Though adequate efforts were made, we were not able to access all published MCQ data in UHR samples. Therefore, our analysis included MCQ data of around 60% of the over 400 ARMS individuals, whose data have been published.

With respect to operationalisation of ARMS status, the Barbato et al. study [28] is the only one that used the Structured Interview of Prodromal Symptoms (SIPS) as the standardized assessment, whereas the other studies used the Comprehensive Assessment of “At-Risk Mental State” (CAARMS); however we do not expect a major bias from this since definitions of UHR status are maintained in all studies.

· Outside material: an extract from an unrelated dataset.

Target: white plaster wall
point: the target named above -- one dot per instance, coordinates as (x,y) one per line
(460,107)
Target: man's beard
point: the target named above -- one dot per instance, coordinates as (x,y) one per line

While there has been great effort in the past 20 years to understand the metacognitive alterations in prodromal stages of psychosis [6, 7], only limited research emphasized sex-specific differences in metacognition. That is even in spite of the fact that validation studies in various languages recognized differences in metacognitive beliefs even in healthy participants [12,13,14]. In the last few years alterations in metacognition have not only been interpreted as characteristic markers for psychotic prodromes, but more generally as an important factor in inducing and aggravating psychiatric illness [33]. As previously discussed, there are increasing indications pointing towards the importance of metacognition in a broader aspect of psychologic functioning as well as psychiatric disease development and maintenance [33]. Alterations in metacognition are possibly decisive cognitive factors not only in psychotic episodes, but also in mood disorders and anxiety disorders [33]. On the other hand metacognitive biases could also be just a broad symptom of various psychiatric diseases and may also decline with remission of the respective episode.

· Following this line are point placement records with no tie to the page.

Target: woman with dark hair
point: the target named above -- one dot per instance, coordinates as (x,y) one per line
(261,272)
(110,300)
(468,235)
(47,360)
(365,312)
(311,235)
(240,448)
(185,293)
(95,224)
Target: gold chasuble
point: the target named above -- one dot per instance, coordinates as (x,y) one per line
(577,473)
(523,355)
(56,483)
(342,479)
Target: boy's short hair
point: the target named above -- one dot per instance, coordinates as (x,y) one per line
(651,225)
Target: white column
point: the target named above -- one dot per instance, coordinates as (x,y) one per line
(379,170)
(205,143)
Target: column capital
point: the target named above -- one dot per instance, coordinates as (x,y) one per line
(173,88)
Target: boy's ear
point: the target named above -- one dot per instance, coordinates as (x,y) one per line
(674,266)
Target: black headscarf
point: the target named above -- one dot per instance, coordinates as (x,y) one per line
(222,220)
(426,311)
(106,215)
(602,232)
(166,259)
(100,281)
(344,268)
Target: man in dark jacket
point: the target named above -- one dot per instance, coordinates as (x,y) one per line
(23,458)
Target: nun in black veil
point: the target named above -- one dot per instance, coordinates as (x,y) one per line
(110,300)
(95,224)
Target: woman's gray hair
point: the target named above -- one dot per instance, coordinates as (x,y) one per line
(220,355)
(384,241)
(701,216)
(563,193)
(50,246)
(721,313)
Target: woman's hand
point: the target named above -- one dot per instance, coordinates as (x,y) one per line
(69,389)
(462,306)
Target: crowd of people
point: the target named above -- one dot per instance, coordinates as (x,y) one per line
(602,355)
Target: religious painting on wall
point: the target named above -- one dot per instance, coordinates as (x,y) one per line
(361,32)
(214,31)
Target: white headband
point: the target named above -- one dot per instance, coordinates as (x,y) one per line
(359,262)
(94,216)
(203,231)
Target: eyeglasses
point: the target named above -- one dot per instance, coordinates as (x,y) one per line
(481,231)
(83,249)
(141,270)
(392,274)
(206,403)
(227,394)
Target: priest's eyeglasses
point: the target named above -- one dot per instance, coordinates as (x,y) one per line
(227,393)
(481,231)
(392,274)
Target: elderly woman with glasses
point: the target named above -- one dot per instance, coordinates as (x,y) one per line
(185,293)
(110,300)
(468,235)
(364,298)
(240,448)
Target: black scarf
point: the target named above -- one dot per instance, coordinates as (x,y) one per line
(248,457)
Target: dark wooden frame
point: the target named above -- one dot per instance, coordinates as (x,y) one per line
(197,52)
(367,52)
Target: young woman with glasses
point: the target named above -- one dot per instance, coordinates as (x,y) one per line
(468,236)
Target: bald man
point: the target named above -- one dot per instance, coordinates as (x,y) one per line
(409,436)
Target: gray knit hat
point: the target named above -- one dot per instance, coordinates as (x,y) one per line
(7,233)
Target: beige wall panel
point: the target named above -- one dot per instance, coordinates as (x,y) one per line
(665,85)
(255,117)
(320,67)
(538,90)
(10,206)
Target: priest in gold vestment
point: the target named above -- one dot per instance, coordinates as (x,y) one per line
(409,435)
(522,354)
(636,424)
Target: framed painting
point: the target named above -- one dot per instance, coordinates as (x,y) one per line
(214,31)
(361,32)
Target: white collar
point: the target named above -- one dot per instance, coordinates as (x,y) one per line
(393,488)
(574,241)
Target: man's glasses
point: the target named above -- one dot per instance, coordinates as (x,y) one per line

Neurocognitive abilities have been shown to be a necessity for the functioning of social cognition and metacognition, but not solely [34]. The association between cognition and metacognitive performance in patients with schizophrenia spectrum disorder was found to grow weaker with increasing conceptual disorganization as measured in the Positive and Negative Syndrome Scale (PANSS); however this effect was not shown between neuro- and social cognition [35]. The studies included in this meta-analysis adjusted neither for neurocognitive nor for social cognition parameters, as these were not their primary markers.

Conclusion

The potential differences between women and men at ultrahigh risk for psychosis with respect to metacognition have not yet been sufficiently examined. The heterogeneity of the sparse available data adds to the difficulties in interpreting the findings. Further research is warranted on this topic.